Shoplogix data in Analytics Portal is always accurate to the:

  • Job

  • Shift

  • Reason

  • State

This means you can filter your historical data by any of these dimension at any time frame.

Data Resolution

To balance performance with data resolution:

  • Data over 60 days old is stored at the daily level.

  • Data less than 60 days old is stored at the hourly level.

This allows for yearly and other types of analysis previously unavailable in Shoplogix reporting tools, as this means reports process 24 time less records after 2 months. The trade off is that analyzing precisely 6pm-7pm (1 hour) is only available on 2 months worth of data.
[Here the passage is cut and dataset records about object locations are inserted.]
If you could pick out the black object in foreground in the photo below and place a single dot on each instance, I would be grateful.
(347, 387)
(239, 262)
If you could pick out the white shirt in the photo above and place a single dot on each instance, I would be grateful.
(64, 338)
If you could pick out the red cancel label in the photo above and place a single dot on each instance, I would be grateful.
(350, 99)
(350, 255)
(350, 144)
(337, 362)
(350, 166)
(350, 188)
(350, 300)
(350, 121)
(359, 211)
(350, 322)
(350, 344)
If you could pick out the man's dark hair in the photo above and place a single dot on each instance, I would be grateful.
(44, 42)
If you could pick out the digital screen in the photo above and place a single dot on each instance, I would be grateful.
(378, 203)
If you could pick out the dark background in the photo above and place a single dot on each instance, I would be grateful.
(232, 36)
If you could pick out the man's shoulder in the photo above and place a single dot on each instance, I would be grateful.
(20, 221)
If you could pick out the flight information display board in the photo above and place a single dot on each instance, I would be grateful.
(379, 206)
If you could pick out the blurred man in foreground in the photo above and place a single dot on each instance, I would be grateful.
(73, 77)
Historical data is available on:

  • [Fact Core]

  • [Dim Jobs]

  • [Dim Shift Instances]

  • [Dim Calendar DateTime]

  • [Fact Scrap Reasons]

and no other tables.

For example:

  1. If you want to view data from the previous 3 months, this is possible only at the daily level, not hourly

  2. If you want to view data from the previous 3 weeks, this is possible at the hourly level, in addition to daily level.
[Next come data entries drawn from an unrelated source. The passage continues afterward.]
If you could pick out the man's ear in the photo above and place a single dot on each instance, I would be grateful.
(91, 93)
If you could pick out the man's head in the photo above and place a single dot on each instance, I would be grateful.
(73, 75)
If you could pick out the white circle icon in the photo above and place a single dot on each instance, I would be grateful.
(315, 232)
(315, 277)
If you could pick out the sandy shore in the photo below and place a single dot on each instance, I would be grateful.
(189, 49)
Data Refresh and the 60 day data lock-in

Once data is older than 60 days, Analytics portal will lock-in that data exactly as it is for historical reporting purposes.
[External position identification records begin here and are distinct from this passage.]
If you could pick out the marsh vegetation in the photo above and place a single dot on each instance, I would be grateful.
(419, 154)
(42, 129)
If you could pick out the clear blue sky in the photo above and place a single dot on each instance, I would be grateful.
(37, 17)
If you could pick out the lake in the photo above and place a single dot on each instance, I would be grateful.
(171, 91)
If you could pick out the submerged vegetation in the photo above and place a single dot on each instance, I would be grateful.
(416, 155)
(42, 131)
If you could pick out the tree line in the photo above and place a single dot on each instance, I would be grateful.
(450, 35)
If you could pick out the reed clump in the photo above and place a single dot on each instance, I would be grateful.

Refreshing years of historical data is time consuming for the servers and your CS engineer can discuss options if data past this 60 day thresholds needs to be refreshed.

Data Load Rate

Initially, historical data needs to be loaded for new customers or if a customer requests changes causes history to be invalidated. The “backloader” loads roughly 1 day’s worth of data per hour. So you will see about one month of data per day until it loads back to the maximum load date.

Maximum History Load Date

By default each machine will try to load back until 2018-01-01. If more data is needed file a ticket and Product will help work through the use case.